Na segunda-feira (30), a imprensa noticiou uma consequência fatal: o Congresso foi informado de que um cubano-americano de 75 anos, que chegou ao país em 1966, morreu sob custódia do ICE. Questionado sobre o caso, o “czar fronteiriço” Tom Homan afirmou que não estava ciente da morte e acrescentou: “Pessoas morrem sob custódia do ICE, morrem em cadeias e prisões estaduais”.

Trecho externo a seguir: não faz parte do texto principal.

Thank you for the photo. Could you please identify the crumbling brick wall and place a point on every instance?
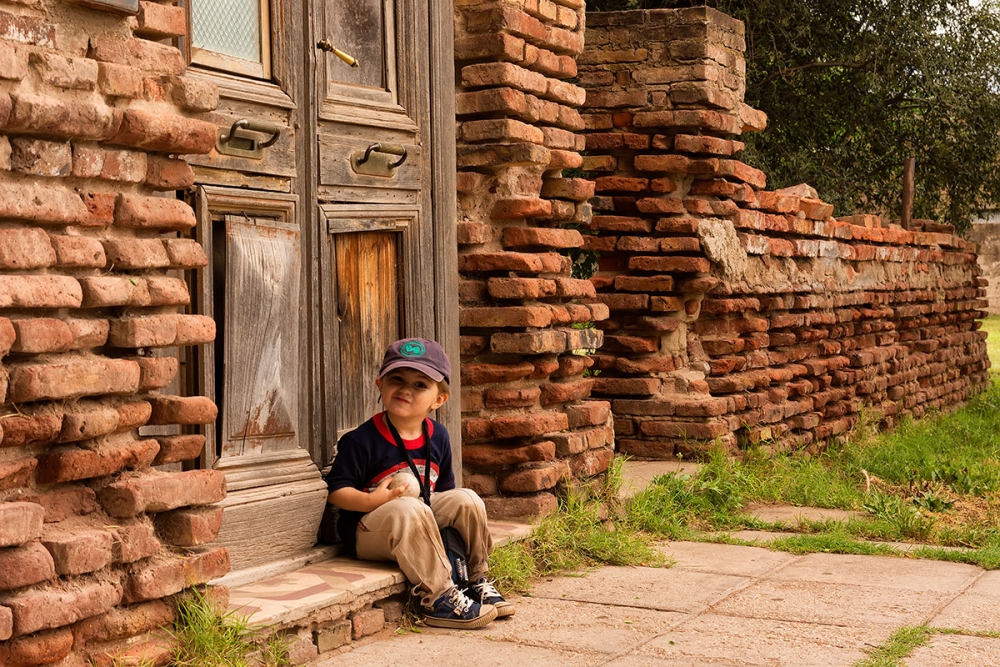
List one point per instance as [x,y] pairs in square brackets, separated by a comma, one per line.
[526,322]
[94,109]
[737,314]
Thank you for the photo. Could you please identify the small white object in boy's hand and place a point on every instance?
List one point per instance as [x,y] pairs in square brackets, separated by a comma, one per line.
[408,480]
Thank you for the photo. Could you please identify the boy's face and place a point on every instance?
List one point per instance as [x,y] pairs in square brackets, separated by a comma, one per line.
[408,394]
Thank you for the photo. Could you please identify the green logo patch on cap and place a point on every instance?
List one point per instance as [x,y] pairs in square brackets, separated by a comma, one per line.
[412,348]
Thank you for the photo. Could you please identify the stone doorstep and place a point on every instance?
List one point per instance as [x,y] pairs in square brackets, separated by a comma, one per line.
[330,588]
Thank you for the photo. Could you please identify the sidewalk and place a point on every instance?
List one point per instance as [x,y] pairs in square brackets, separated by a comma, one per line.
[722,605]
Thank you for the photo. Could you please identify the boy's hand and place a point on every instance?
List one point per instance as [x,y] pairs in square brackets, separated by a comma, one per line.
[383,494]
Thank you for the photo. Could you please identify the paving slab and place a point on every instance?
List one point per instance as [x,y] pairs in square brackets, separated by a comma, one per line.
[730,559]
[977,609]
[665,589]
[581,626]
[712,638]
[957,650]
[832,604]
[792,514]
[452,648]
[881,571]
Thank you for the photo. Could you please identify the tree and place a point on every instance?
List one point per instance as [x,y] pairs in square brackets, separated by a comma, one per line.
[852,87]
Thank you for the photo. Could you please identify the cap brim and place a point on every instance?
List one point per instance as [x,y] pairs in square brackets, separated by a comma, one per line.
[433,374]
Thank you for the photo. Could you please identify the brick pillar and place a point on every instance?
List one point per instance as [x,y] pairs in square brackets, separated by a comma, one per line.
[738,315]
[527,323]
[94,247]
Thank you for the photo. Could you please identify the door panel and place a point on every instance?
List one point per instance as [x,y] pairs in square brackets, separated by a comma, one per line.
[261,370]
[368,306]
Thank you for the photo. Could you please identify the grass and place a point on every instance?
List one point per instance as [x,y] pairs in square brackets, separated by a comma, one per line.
[589,529]
[205,636]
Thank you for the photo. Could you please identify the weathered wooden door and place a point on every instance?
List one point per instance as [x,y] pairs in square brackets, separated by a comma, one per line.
[373,191]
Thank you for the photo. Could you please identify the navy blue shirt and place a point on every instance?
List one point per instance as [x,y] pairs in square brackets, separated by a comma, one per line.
[368,454]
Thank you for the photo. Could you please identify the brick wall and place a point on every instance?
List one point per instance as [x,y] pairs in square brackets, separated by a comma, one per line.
[94,109]
[526,322]
[740,314]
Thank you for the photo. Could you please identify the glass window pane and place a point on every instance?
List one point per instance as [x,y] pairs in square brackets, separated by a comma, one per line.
[357,27]
[230,27]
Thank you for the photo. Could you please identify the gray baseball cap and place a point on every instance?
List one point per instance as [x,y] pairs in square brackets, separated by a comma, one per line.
[420,354]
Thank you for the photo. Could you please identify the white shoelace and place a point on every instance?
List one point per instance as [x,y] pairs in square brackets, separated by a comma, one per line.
[486,590]
[461,601]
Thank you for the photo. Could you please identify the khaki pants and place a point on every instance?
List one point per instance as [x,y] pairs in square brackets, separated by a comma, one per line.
[406,531]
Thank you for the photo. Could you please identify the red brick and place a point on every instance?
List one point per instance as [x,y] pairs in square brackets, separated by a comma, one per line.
[159,21]
[72,379]
[40,292]
[20,522]
[65,502]
[17,474]
[101,458]
[182,410]
[133,542]
[133,415]
[85,421]
[79,551]
[535,505]
[163,133]
[66,119]
[37,157]
[39,428]
[158,213]
[174,448]
[43,648]
[163,173]
[56,606]
[25,566]
[39,335]
[529,424]
[190,527]
[78,251]
[539,477]
[159,493]
[511,316]
[161,578]
[194,330]
[367,622]
[119,80]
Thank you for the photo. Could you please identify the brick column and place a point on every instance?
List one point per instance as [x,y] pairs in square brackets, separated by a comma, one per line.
[738,315]
[94,111]
[527,323]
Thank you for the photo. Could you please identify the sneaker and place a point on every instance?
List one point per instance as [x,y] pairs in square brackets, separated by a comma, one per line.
[455,610]
[484,592]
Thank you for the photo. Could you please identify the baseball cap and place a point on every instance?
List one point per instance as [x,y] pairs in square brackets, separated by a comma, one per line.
[421,354]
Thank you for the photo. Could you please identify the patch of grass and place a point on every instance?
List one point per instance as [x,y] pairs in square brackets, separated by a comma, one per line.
[589,529]
[205,636]
[901,644]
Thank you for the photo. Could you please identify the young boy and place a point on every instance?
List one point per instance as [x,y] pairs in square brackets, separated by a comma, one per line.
[383,524]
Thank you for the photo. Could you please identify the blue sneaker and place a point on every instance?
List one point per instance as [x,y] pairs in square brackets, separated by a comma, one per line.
[455,610]
[484,592]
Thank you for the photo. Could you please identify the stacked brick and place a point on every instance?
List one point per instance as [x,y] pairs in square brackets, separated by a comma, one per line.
[93,112]
[739,315]
[526,323]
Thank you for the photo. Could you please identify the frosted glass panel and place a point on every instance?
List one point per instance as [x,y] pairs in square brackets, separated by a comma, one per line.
[230,27]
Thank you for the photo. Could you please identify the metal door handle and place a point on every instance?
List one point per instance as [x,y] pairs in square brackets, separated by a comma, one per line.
[391,149]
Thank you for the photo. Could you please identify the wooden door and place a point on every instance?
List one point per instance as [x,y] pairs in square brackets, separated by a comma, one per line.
[378,262]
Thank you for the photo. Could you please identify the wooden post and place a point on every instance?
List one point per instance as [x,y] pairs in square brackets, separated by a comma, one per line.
[907,216]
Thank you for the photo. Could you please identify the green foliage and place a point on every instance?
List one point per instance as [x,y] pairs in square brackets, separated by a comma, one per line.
[853,87]
[205,636]
[901,644]
[586,531]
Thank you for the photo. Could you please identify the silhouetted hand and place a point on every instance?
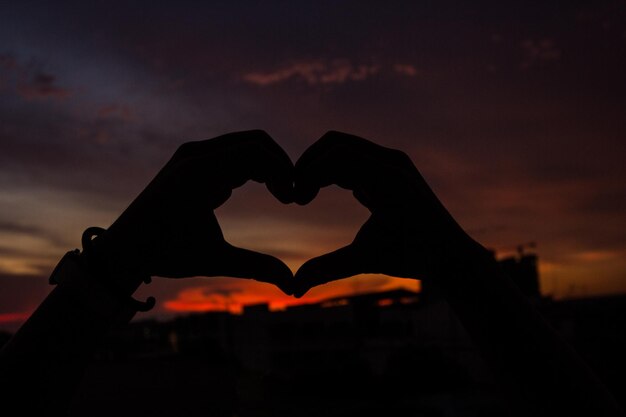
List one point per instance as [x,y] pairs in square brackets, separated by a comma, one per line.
[409,232]
[170,229]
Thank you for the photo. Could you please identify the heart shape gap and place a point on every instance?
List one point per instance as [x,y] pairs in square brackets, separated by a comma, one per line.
[253,219]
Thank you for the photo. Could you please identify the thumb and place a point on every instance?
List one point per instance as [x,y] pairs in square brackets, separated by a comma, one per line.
[342,263]
[244,263]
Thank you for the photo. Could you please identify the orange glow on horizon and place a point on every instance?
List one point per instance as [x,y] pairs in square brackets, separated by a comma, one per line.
[13,317]
[199,299]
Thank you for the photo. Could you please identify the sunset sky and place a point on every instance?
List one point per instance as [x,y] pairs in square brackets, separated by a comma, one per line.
[514,112]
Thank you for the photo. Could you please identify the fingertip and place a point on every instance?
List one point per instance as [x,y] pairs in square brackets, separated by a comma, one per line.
[283,191]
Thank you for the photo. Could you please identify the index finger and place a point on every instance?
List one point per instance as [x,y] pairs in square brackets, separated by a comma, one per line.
[376,174]
[237,157]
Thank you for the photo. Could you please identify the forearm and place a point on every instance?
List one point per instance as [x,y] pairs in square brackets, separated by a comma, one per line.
[542,370]
[44,361]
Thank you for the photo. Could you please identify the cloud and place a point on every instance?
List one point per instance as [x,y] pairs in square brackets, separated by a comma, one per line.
[537,52]
[405,69]
[41,86]
[29,80]
[315,72]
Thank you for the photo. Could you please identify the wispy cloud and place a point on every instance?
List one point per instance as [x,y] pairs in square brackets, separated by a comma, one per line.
[539,51]
[314,72]
[29,80]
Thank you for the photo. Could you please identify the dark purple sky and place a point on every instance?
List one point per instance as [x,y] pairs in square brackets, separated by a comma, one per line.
[513,111]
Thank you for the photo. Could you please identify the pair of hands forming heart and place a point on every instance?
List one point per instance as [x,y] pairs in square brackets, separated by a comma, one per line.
[170,229]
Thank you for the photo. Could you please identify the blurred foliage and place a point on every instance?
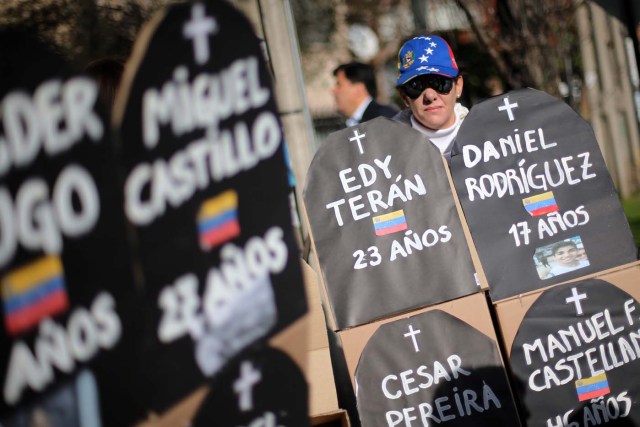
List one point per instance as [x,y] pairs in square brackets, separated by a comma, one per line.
[631,208]
[82,30]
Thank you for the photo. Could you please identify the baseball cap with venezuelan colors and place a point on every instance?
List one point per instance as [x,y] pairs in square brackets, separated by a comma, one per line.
[425,55]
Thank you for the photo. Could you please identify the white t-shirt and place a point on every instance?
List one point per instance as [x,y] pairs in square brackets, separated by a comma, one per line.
[443,138]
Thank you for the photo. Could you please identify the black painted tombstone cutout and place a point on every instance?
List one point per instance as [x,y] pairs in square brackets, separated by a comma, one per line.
[549,185]
[65,274]
[265,388]
[206,192]
[384,222]
[576,355]
[429,369]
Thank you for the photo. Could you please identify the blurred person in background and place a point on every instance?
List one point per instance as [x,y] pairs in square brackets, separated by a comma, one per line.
[355,91]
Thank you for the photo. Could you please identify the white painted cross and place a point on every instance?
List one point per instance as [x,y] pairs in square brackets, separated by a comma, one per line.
[243,386]
[507,106]
[357,137]
[575,298]
[413,334]
[198,29]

O espetáculo anti-imigratório televisionado ou filmado, com prisões violentas realizadas por agentes mascarados e não identificados, gerou entre as comunidades migrantes o clima de medo mais amplo já registrado nos últimos 75 anos nos Estados Unidos. Esse, afirma Homan, é exatamente o objetivo.

Trump duplicará os fundos

Entre os planos de Trump para escalar dramaticamente a deportação de imigrantes indocumentados estão duplicar os fundos dedicados à deportação em massa, lançar novos ataques a decisões judiciais que bloqueiam ou atrasam essas ações e iniciar uma medida para negar coletivamente os pedidos de asilo de centenas de milhares de imigrantes nos EUA, o que pode resultar na sua deportação.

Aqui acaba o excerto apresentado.